Ahead of a pre-close trading update for the first half at the end of September, broking house Peel Hunt currently expects Entertainment One to report a 40 per cent increase in pre-tax profits from £53.8m to £76m on revenues up a third to £840m in the 12 months to the end of March 2014. On that basis, EPS rises from 15.9p to 20p. So, even after the recent re-rating, the shares are still modestly priced on a prospective PE ratio of 11.

In my opinion, the combination of technical buying by fund managers, and likely positive newsflow in the forthcoming trading update, means there are the requisite catalysts in place for further share price upside. In the circumstances, I have no hesitation in reiterating my previous bullish stance on Entertainment One's shares ('Three special situations', 2 Jul 2013).

Priced on a bid-offer spread of 217p to 220p, they rate a trading buy and I maintain my conservative target price at 240p. If achieved, this will provide us with a further 10 per cent share price upside.

Value in Marwyn Partners

The ongoing re-rating of Entertainment One is also good news if you followed my advice to buy shares in Marwyn Value Investors (MVI: 163p) earlier this year at 143p ('A highly profitable arbitrage play', 11 Feb 2013).

Currently, shareholders in Marwyn Value Investors have interests in five companies: Entertainment One (ETO); healthcare software company Advanced Computer Software (ASW: 88p); Breedon Aggregates (BREE: 29.5p), the largest independent aggregates company in the UK; specialist asbestos services company Silverdell (SID; 12.75p); and transport and consumer goods investment company Marwyn Management Partners (MMP: 14p).

By far the largest holding is in film producer Entertainment One. That's because three-quarters of Marwyn's net asset value of 226.9p a share (figure correct as of Friday, 23 August) is accounted for by its stake in Entertainment One. This means that buying shares in Marwyn, which trade on an anomalous looking 28 per cent discount to net asset value, is a great way of gaining exposure to Entertainment One. True, the holding in Silverdell is likely to be marked down in value when the shares return after suspension. But the Silverdell holding accounts for only 4.4 per cent of Marwyn's book value, or around 10p of its 226.9p a share net asset value. So, although I would never try and gloss over the problems at Silverdell, in terms of Marwyn Value Investors the investment is not material.

The promotion of Entertainment One to the FTSE 250 aside, there could be further short-term upside to Marywn's book value through its shareholding in Marwyn Management Partners (MMP) which has just announced a listing of its subsidiary Marwyn European Transport (MET) on the alternative investment market (Aim). The flotation will raise up to €50m (£42.4m) of new equity capital from institutional investors to fund Marwyn European Transport's growth in the German bus market.

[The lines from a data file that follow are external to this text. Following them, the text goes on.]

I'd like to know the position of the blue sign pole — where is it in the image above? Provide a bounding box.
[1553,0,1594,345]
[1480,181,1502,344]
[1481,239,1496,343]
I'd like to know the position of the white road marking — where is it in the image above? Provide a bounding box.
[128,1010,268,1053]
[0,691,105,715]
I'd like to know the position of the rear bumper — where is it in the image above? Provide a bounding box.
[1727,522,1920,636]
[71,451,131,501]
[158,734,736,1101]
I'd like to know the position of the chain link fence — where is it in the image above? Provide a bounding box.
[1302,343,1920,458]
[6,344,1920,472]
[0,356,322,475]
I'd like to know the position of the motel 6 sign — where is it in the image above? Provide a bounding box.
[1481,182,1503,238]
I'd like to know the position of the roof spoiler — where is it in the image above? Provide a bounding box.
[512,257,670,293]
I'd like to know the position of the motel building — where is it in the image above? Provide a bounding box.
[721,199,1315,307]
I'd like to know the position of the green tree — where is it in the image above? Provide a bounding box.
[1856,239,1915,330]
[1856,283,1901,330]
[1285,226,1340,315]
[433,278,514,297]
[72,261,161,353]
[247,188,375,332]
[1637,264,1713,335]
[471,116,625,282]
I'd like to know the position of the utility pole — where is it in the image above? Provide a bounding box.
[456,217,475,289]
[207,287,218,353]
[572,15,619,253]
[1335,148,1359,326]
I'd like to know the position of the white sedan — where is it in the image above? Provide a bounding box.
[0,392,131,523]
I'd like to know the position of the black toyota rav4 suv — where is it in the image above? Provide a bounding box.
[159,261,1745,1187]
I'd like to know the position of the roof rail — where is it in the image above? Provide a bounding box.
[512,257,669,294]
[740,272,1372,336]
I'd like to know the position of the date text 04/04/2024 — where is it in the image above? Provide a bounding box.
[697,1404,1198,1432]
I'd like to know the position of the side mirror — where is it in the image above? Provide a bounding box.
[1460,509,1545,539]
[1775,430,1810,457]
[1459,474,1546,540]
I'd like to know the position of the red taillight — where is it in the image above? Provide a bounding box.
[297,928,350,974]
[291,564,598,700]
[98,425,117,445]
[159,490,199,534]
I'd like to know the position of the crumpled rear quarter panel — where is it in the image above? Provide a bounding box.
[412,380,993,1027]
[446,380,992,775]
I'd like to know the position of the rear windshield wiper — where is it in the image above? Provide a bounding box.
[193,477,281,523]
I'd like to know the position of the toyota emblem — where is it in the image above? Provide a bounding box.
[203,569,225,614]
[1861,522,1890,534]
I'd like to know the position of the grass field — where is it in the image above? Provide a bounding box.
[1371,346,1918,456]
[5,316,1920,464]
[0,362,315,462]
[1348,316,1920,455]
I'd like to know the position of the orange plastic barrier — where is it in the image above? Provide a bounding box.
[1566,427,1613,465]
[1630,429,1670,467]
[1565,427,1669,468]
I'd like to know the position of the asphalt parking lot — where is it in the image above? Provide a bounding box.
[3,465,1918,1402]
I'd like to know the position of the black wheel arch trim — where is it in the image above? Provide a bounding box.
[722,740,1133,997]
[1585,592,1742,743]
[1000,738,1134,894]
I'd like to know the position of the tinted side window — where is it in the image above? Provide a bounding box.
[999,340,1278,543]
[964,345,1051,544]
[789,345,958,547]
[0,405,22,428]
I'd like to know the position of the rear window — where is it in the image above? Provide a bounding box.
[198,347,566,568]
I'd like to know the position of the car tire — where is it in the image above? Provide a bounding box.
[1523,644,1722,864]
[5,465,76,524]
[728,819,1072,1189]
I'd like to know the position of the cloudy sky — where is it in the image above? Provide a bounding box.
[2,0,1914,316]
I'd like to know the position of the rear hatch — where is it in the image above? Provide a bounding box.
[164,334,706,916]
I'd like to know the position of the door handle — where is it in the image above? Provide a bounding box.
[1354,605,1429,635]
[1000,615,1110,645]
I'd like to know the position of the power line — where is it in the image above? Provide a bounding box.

To date, Marwyn Management Partners has invested £16.6m of equity and debt capital into Marwyn European Transport and will remain a substantial shareholder upon its listing. The business is expected to generate revenue of £26m for the year ending 31 December 2013 and had a contracted order book of €138m to the end of June. Cash profits of the contracted bus operations (before head office costs) are forecast to be around £1.9m in the current financial year.

Needless to say, given my positive stance on Entertainment One, and the potential for upside from the flotation of Marwyn European Transport, I continue to rate shares in Marwyn Value Investors (MVI) a value buy on a spread of 161p to 163p. I maintain my target of 185p to potentially provide us with a further 13.5 per cent share price upside.